Earlier this week we visited a Rhode Island farm – approximately 10 acres total with 8 in vegetable crops. It is certified organic and utilizes a mixture of free range chickens integrated on the crop lands for fertility enhancements. They also have free range hogs rotated in the crop lands. Lastly there are flowers for sale.
I did not ask specifically about the variety of vegetable crops, but I think not less than 30 different vegetables. They use organic, permaculture and biodynamic methods (and seem to be very capable of discriminating the agro-ecological qualities of those diverse farming disciplines)
The land was not prime soils, and this was only the second season that it has been farmed…so there had been an intensive effort at soil quality improvement over the two seasons. They have one high tunnel/greenhouse.
The farm was lovely!
The crops were abundant, the animals were healthy, and there economy is becoming robust.
After fifteen years of looking at the agro-ecological conditions of Rhode Island, it seemed a very appropriate agriculture for the State.

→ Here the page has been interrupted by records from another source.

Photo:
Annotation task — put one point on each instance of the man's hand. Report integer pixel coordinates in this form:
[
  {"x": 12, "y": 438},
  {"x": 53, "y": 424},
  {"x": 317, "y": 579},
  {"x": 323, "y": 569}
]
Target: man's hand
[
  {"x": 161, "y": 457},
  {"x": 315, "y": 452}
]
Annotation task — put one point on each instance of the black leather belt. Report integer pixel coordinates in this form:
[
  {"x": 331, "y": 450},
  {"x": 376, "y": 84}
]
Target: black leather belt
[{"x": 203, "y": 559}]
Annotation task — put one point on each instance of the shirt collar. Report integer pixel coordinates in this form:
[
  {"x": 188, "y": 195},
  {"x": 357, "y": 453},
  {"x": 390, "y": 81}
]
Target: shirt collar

It also offered the answers to a number of Rhode Island’s socio-economic problems by 1) offering their community high quality food and flowers, 2) creating a labor intensive industry that provided needed employment to young folks stuggling to find meaningful work, 3) creating significant environmental improvements/benefits on production farming land with minimal negative impacts (none that I could see).
Beginning with this blog entry, I’ll begin exploring and describing other farms that, in my opinion, are appropriate to Rhode Island.